En 2015, dans une méta-analyse portant sur 41 études issues de 27 pays, Polanczyk et ses collègues (2015) ont identifié chez les adolescent·e·s une prévalence moyenne globale de 13,4 % pour les quatre catégories de troubles suivantes : « troubles anxieux (6,5 %) », « troubles du comportements (5,7 %) », « TDAH (3,4 %) » et « dépressions (2,6 %) ». Entre 2002 et 2018, l’étude HBSC (Ambord et al., 2020) a examiné l’évolution du pourcentage d’enfants et d’adolescent·e·s de 11 à 15 ans ayant souffert d’un trouble spécifique tel que la tristesse, la mauvaise humeur, la nervosité, la fatigue, l’anxiété, l’irritabilité et les difficultés chroniques d’endormissement au cours des six derniers mois. Les résultats révèlent que pour tous les troubles, l’année 2018 affiche la valeur la plus élevée par rapport aux quatre temps de mesures précédents. Seule l’expérience d’agacement chronique ou de colère a légèrement diminué. De plus, toutes les valeurs pour les filles sont plus élevées que pour les garçons.

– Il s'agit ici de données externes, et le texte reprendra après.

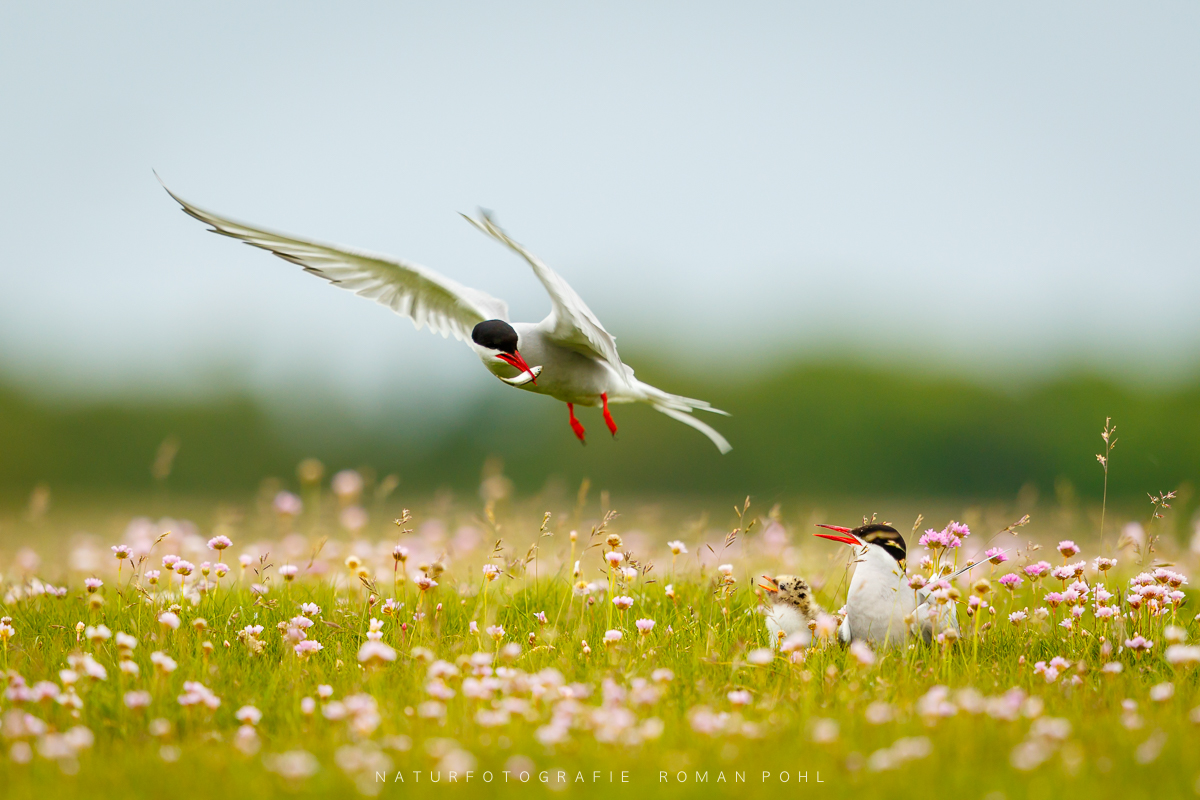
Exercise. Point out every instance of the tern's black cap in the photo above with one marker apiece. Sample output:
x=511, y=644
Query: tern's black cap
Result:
x=495, y=335
x=886, y=536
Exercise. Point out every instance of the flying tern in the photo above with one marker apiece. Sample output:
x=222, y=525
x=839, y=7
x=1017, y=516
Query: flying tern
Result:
x=575, y=358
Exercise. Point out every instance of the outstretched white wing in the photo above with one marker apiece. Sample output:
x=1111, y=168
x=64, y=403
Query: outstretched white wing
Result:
x=409, y=289
x=570, y=323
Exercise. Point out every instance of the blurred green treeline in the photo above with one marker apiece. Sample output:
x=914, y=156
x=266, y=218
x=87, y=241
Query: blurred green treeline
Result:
x=811, y=428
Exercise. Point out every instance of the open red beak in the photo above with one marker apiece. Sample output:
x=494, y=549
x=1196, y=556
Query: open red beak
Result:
x=517, y=361
x=845, y=539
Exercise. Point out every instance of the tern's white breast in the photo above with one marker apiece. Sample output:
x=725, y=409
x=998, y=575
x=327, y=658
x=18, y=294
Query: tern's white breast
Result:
x=879, y=599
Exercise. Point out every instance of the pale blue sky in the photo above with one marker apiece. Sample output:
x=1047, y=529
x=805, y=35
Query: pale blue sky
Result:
x=976, y=184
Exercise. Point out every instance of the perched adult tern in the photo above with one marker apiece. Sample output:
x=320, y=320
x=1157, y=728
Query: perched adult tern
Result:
x=881, y=607
x=576, y=358
x=791, y=606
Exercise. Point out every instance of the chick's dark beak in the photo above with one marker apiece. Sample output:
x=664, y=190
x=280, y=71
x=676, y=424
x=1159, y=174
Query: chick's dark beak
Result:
x=515, y=360
x=845, y=539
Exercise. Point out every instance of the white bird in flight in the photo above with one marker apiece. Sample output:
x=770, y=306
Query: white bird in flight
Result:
x=576, y=358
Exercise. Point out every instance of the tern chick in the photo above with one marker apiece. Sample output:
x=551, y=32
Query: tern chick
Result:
x=791, y=608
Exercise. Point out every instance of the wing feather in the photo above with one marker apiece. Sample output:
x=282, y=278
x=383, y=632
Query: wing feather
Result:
x=570, y=322
x=412, y=290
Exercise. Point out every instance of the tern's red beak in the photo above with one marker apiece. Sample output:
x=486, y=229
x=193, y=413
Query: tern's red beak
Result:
x=517, y=361
x=846, y=539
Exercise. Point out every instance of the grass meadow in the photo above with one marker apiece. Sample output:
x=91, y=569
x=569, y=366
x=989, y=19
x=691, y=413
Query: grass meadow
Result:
x=325, y=642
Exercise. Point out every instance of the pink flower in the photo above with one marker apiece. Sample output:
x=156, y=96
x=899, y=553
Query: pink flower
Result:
x=1139, y=644
x=376, y=653
x=307, y=648
x=948, y=537
x=1035, y=571
x=996, y=555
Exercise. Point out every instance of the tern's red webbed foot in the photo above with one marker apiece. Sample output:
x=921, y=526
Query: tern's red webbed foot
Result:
x=607, y=416
x=576, y=426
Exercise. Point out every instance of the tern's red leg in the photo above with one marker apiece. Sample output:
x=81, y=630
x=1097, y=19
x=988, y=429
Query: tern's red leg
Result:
x=575, y=423
x=607, y=416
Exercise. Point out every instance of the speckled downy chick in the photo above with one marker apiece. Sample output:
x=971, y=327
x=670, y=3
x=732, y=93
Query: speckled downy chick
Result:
x=791, y=606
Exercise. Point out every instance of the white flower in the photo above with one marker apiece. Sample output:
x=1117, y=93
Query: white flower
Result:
x=249, y=714
x=376, y=653
x=1162, y=692
x=1182, y=654
x=760, y=656
x=862, y=653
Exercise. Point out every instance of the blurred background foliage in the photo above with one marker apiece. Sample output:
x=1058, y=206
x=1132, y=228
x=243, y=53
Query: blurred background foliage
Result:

En plus des troubles courants que sont la dépression, l’anxiété et le TDAH, d’autres troubles psychiques comme les troubles de l’alimentation et les addictions voient leur prévalence augmenter à l’adolescence (Amstad et al., 2022).
Diverses études ou rapports montrent que la pandémie du COVID 19 a eu un effet psychique plus important sur les jeunes que sur les personnes plus âgées avec, en particulier, une diminution significative du bien-être psychologique des adolescent·e·s.
Deux rapports récents parus en 2024 sont très instructifs et alarmants.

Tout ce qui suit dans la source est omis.